Ethics reform is the major concern of Common Cause South Carolina in the 2015 legislative session of the South Carolina General Assembly.
The Senate is now considering its ethics reform bill (S1 The House has already passed 14 separate ethics reform bills, which Speaker Jay Lucas (R-Hartsville) has compiled into an Omnibus House Ethics Bill. (H3722) H3722 will be going to the Senate shortly.
The major reforms common to both S1 and H3722 are
- A ban on leadership PACS used by past house officials, such as Former Speaker Bobby Harrell (who was convicted of criminal charges), as political slush funds.
- A requirement that political groups which spend money on television ads and mailings to support or oppose state and local candidates file disclosure statements on the source of income.
- A new enforcement mechanism for ethics law, which provides arms-length enforcement in the cases involving state legislators.
Common Cause South Carolina backs all of these reforms and has been actively lobbying such reforms for years at the State House.
The 1991 Ethics Act, which was in large part designed and lobbied by Common Cause SC in the aftermath of Operation Lost Trust, was an excellent law when passed.
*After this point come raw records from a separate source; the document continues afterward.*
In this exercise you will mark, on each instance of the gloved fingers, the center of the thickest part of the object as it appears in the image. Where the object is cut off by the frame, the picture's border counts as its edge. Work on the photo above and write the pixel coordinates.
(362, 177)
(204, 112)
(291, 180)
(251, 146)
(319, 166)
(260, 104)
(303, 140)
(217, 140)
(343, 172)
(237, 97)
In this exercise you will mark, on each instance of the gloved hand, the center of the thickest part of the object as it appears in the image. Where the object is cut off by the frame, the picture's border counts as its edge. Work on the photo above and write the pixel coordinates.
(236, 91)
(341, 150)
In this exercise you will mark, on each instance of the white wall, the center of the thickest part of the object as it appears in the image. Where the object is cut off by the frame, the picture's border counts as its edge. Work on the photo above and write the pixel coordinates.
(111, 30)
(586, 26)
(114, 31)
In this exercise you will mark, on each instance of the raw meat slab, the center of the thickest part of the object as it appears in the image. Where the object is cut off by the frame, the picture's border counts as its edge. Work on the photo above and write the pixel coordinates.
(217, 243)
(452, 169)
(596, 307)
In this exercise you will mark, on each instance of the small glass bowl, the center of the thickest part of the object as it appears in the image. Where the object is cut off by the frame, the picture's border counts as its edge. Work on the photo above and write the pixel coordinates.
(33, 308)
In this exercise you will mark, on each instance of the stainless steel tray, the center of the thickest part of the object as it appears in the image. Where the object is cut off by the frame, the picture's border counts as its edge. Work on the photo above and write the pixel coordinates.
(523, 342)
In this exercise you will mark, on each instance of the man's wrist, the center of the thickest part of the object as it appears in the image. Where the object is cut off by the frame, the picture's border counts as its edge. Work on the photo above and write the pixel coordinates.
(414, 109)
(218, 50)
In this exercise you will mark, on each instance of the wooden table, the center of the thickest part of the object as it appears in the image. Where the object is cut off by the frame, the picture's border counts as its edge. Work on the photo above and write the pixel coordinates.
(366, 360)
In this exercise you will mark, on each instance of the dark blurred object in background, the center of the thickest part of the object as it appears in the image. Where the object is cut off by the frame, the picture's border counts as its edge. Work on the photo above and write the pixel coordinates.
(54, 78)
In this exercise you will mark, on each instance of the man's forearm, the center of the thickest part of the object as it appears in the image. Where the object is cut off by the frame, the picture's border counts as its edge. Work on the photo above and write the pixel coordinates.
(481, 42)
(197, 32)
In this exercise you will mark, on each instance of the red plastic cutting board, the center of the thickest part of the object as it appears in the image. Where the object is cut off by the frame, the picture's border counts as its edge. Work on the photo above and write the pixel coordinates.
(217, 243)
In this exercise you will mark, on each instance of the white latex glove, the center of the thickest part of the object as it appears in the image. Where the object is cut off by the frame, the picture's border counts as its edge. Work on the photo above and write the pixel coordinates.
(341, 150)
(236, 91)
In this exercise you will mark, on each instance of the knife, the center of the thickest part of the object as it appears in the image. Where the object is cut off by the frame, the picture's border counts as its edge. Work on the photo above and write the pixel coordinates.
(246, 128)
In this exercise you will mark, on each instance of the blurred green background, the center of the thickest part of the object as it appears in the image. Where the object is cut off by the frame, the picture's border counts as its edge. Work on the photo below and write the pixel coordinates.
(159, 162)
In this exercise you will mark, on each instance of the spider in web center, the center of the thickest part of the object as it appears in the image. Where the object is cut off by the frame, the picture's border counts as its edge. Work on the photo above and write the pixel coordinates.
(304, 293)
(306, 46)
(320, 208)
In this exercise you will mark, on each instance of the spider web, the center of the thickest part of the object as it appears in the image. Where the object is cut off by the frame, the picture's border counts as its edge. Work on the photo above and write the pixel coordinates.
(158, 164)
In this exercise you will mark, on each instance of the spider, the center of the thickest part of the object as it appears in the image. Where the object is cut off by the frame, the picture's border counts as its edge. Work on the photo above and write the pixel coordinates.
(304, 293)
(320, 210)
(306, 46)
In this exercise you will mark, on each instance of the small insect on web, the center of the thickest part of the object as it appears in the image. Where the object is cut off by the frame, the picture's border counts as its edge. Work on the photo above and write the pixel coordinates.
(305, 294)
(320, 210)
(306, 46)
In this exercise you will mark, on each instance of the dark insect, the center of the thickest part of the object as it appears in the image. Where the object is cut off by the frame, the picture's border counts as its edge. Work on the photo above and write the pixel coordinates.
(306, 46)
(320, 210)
However, over 20+ years it has become obsolete. Special interests and politicians devised new ways to collect and use political funds. Furthermore, the Legislative Ethics Committee designed in the Act had always been prone to conflicts of interest.
The most controversial issue now delaying the progression of S1 in the Senate is the provision of the bill which would limit infestation of ethics complaints against legislators to the State Ethics Commission. Sen. Luke Rankin (R-Horry) had proposed an amendment to give investigative authority over such complaints to a new joint legislative ethics committee, which would include 2 committee members selected by the Senate, two more selected by the House, and four appointed by the Governor.
I am of the opinion that either the State Ethics Commission or the Rankin designed Legislative Ethics Committee would be satisfactory.
The South Carolina Supreme Court decision in the Harrell-Wilson case in 2014 makes it clear that any complaint alleging criminal conduct by the legislature may be taken directly to the Attorney General and need not be filed with any legislative ethics committee prior to going to the Attorney General.
In addition to the major reforms relating to leadership PACS, “dark money” disclosure, and the Attorney General’s independent criminal investigate powers, Common Cause South Carolina strongly advocates for a state whistleblower bill.
Representative Laurie Funderburk (D-Kershaw) proposed a state whistleblower bill in H. 3048. Sen. Vincent Sheheen (D-Kershaw) has also proposed a whistleblower bill in the Senate. The proposed whistleblower bill would protect state and local government employees against retaliation for exposing embezzlement, theft, fraud, and waste relating to public assets. It would also provide a financial reward to whistleblowers in cases where state or local government recovered funds.
We encourage all citizens of South Carolina to follow the progress of the bills and contact their Senators, Representatives, and Governor Haley to indicate their opinion about the merits of the bills.
The recent scandal involving Lieutenant Governor Ard, Speaker Harrell, and nine South Carolina sheriffs accused of crimes have focused the attention of the Governor, Attorney General, the General Assembly, the media, and the citizens of the urgent need for ethics reform and aggressive ethics reforms.
Common Cause South Carolina continues to play a leading role in the campaign to clean up local and state government in South Carolina.